The following settings shouldn’t change at all, but if the values on the software don’t match the values on the patch clamp amplifier then it’s a good thing to check:
· Acquire -> Edit Protocol -> Acquisition Mode -> set to “Gap Free”
-> Trial Length -> set to “Use available disk space”
-> Sample rate -> set to 1000 Hz (the digitiser won't go any higher)
· Configure -> Lab Bench -> In #0 (current) set units to pA, set scale factor to 0.001
-> In #1 (voltage) set units to mV, set scale factor to 0.01
Using WinEDR (Bay 3 + 4):
Before you do any recording, you will need to do the following:
Prepare patch clamp amplifier:
Most of the fixtures on the front of the patch clamp amplifier aren’t relevant to doing electrophysiology in DHBs. Below are the important ones. Best to check they’re all set correctly before you begin recording.

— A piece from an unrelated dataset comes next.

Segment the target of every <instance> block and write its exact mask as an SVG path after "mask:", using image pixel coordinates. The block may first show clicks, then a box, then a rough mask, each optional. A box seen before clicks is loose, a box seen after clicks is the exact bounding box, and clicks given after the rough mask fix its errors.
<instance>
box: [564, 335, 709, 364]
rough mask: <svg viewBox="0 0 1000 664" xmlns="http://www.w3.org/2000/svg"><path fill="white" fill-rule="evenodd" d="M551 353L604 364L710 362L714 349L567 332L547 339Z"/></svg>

· Offset set to 5 mV (you may need to adjust this once you start recording to counterbalance electrical drift)
· Under “Meter” switch to VHOLD/IHOLD to see applied potential on the display. Set it to a low value to begin with, so you can ramp it up once you start recording.

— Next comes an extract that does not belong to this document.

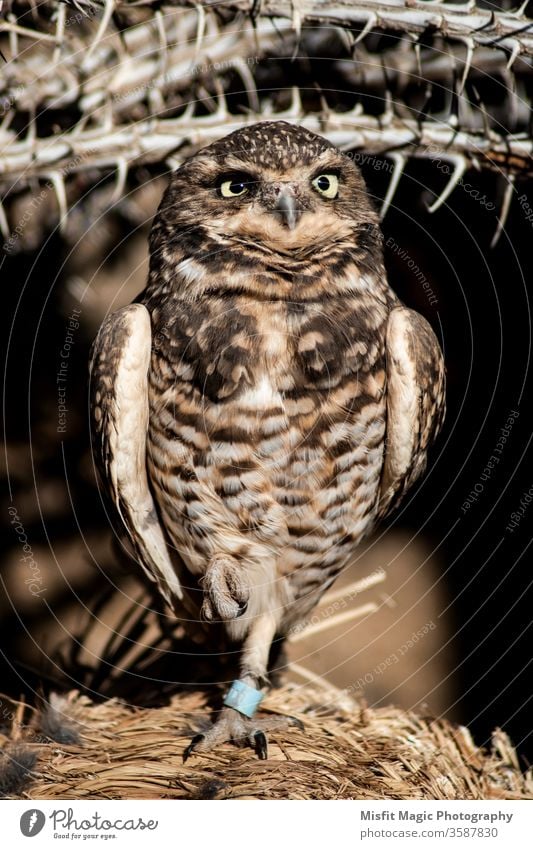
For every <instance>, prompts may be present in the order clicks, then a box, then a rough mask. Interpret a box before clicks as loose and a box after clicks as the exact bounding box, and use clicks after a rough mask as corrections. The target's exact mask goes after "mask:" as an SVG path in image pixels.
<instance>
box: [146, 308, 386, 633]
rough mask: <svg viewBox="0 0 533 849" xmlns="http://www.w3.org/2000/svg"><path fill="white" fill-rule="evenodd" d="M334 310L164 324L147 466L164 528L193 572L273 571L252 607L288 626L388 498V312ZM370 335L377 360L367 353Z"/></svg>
mask: <svg viewBox="0 0 533 849" xmlns="http://www.w3.org/2000/svg"><path fill="white" fill-rule="evenodd" d="M333 306H334V312H335V313H336V316H335V318H336V320H332V319H331V318H330V316H329V314H328V315H326V314H324V312H323V311H322V310H321V309H320V308H317V306H316V304H313V305H308V306H306V305H303V306H301V307H299V308H298V309H297V310H294V309H293V308H291V305H290V304H286V303H271V304H269V305H268V308H266V307H265V305H264V304H262V303H254V302H253V301H251V300H250V299H249V298H242V297H241V298H239V297H237V298H234V299H232V303H231V305H229V304H228V303H227V301H226V300H225V301H224V302H223V303H218V302H216V301H214V302H213V301H210V303H209V304H205V303H202V304H201V305H198V306H197V308H196V310H195V309H194V307H191V304H187V305H185V304H183V305H180V304H179V303H177V302H174V303H173V304H172V310H171V311H168V312H167V310H165V309H163V310H162V311H160V310H158V311H157V313H156V315H155V320H156V322H157V323H156V325H155V327H154V338H155V340H156V350H155V351H154V354H153V360H152V368H151V371H150V392H149V397H150V403H151V410H150V427H149V435H148V437H149V444H148V464H149V470H150V477H151V481H152V486H153V488H154V491H155V495H156V500H157V502H158V504H159V508H160V510H161V513H162V516H163V523H164V526H165V528H166V530H167V533H168V535H169V537H170V539H171V542H172V544H173V545H174V546H175V547H176V549H177V550H178V551H179V552H180V554H181V556H182V557H183V559H184V560H185V562H186V564H187V566H188V567H189V569H190V571H191V572H192V573H193V574H196V575H199V576H201V575H203V574H204V572H205V570H206V568H207V565H208V563H209V560H210V558H211V557H212V556H214V554H215V553H217V552H220V551H221V550H222V551H224V552H226V553H228V554H231V555H233V556H237V557H238V558H240V559H242V561H243V568H247V569H248V570H251V571H253V569H254V564H255V567H256V568H257V567H258V564H262V567H263V570H264V569H265V568H266V564H268V570H267V571H268V574H267V575H266V576H263V578H264V579H265V580H266V581H268V582H269V583H271V584H272V586H273V587H274V590H273V592H270V593H267V592H264V588H263V590H262V591H261V592H260V593H258V594H257V595H258V598H257V599H256V603H255V604H253V603H252V610H253V611H255V612H256V613H257V612H261V610H262V606H264V605H265V604H267V605H269V604H272V599H271V596H274V603H275V607H276V609H277V611H278V616H279V623H278V624H279V626H280V627H281V628H283V627H284V626H285V625H287V623H288V622H292V621H293V620H294V619H297V618H298V617H300V616H301V615H302V610H304V609H305V608H307V607H311V606H312V605H314V604H315V603H316V601H317V598H318V596H319V595H320V594H321V593H322V592H324V591H325V589H326V588H327V587H328V586H329V585H330V584H331V583H332V581H333V580H334V578H335V577H336V575H337V574H338V572H339V570H340V569H341V568H342V566H343V565H344V564H345V563H346V560H347V558H348V557H349V555H350V553H351V552H352V551H353V549H354V548H355V547H356V545H357V543H358V542H359V541H360V540H361V538H362V537H363V535H364V534H365V533H366V532H367V531H368V530H370V529H371V528H372V525H373V522H374V519H375V515H376V511H377V507H378V501H379V487H380V476H381V470H382V466H383V446H384V439H385V422H386V409H385V369H384V345H385V327H386V319H387V315H388V304H384V303H381V302H380V301H379V300H377V301H375V303H374V309H373V310H372V312H370V311H369V310H368V298H367V297H366V296H360V297H356V296H353V295H352V296H350V297H344V298H340V299H338V300H337V302H336V303H335V304H334V305H333ZM169 313H170V315H169ZM185 313H186V317H185ZM176 315H178V321H179V320H180V319H179V317H180V316H181V318H182V320H183V321H184V322H185V321H186V323H187V325H188V327H189V333H190V334H191V335H186V336H185V338H183V335H180V334H176V332H175V329H176ZM221 317H223V321H224V324H225V326H226V327H228V326H229V327H231V328H233V332H232V333H228V332H225V333H224V334H222V335H221V334H220V333H219V332H217V330H219V329H220V325H219V322H220V318H221ZM153 318H154V316H153ZM191 331H192V333H191ZM370 334H371V335H372V341H373V346H372V351H369V346H362V345H359V346H358V344H357V343H358V341H359V342H360V341H361V340H364V339H365V338H366V337H367V336H369V335H370ZM191 336H192V338H194V341H195V344H193V345H192V349H193V350H192V349H191ZM207 337H210V338H211V340H213V343H214V342H215V340H218V344H216V343H214V344H213V343H212V344H211V345H210V346H209V348H207V347H206V346H203V345H202V341H203V339H205V338H207ZM197 346H198V347H197ZM217 377H218V379H216V378H217ZM244 564H246V566H245V565H244ZM283 599H285V600H286V601H290V602H292V604H291V605H290V607H289V608H288V609H286V610H283V607H284V605H283ZM233 627H234V628H237V630H239V629H242V627H243V626H242V625H240V624H239V625H233Z"/></svg>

o This can be switched to “I” to check if the currect matches what’s shown on the computer screen
o IRMS tells you the root mean squared value of the current (a good indication of noise)

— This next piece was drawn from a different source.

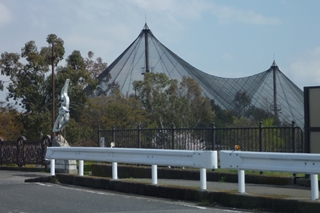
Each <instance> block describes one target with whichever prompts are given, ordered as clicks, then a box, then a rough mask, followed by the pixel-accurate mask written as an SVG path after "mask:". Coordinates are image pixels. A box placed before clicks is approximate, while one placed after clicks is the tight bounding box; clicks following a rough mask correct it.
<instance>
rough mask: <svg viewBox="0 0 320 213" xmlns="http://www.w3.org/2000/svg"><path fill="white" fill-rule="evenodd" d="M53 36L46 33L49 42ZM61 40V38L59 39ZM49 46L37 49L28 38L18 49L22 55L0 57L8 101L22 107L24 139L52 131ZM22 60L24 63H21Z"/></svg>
mask: <svg viewBox="0 0 320 213" xmlns="http://www.w3.org/2000/svg"><path fill="white" fill-rule="evenodd" d="M52 37H53V38H56V36H50V37H49V36H48V38H50V39H49V40H50V42H52V39H53V38H52ZM61 41H62V40H61ZM61 41H60V40H59V45H57V54H56V60H55V63H58V61H59V60H61V59H62V57H63V53H64V49H63V46H61V45H62V44H63V42H61ZM48 50H49V48H48V47H44V48H42V49H41V51H40V52H39V51H38V49H37V46H36V44H35V42H34V41H29V42H27V43H26V44H25V46H24V47H23V48H22V49H21V58H20V56H19V54H17V53H7V52H5V53H3V54H1V59H0V68H1V74H5V75H7V76H9V77H10V83H9V86H8V87H7V89H8V91H9V93H8V95H7V97H6V99H7V101H10V102H13V104H14V105H15V106H16V107H19V108H22V109H23V110H25V116H23V117H21V122H22V123H23V124H24V129H25V131H26V132H25V136H27V138H34V139H36V138H40V137H42V136H43V134H48V133H50V132H51V130H50V129H51V127H50V126H51V125H50V122H51V118H50V108H51V103H52V102H51V100H52V99H51V96H52V95H51V93H50V90H51V83H50V82H49V81H48V80H47V78H46V74H47V72H48V71H49V64H50V58H49V56H50V55H49V51H48ZM20 59H23V60H24V61H26V63H21V62H20V61H19V60H20Z"/></svg>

· Under “commands” section
o Switch to 1x (not 5x)
o Switch below that one to “OFF”
o External command to “OFF”
· Under “mode” select V-Clamp
· Under “Config” select Whole Cell β=1
· Set “output gain” to x1
· Set “Lowpass Bessel filter” to 1 kHz (This won’t actually make a difference in bay 6 because the digitization rate is already 1 kHz, so applying a finer filter is pointless)
· Set “Leak subtraction” to ∞
Stabbing a droplet
This can be tricky at first, and takes some practice. Only do this when everything else is ready.
· Position the electrode over the well containing the droplet you wish to stab and lower it using the micromanipulator until the tip touches the surface of the oil that fills the well.
· Bay 6 only: Turn off the microscope light and switch off at the mains (this will drastically reduce noise, and must be done before droplet is stabbed otherwise the jolt is likely to rupture the bilayer). In one hand, point the torch down at the device so that you can easily see the bilayer and a dark shadowy blob where the electrode is. You may need to adjust the angle the torch is held at, and move the electrode in the X-Y direction until you can clearly see where it is.
· Position the electrode over the centre of the droplet and slowly lower it downwards (turning the micromanipulator Z-control in a clockwise direction brings it down). You may need to adjust X and Y as the tip of the electrode becomes clearer.
· When you touch the top of the droplet with the electrode, the droplet will wobble very slightly. When this happens, slowly move the electrode in X or Y beyond the edge of the droplet. If the circular droplet is deformed by doing this, or the droplet translocated, then you are in. If not, move back into the centre of the droplet and go down a little further.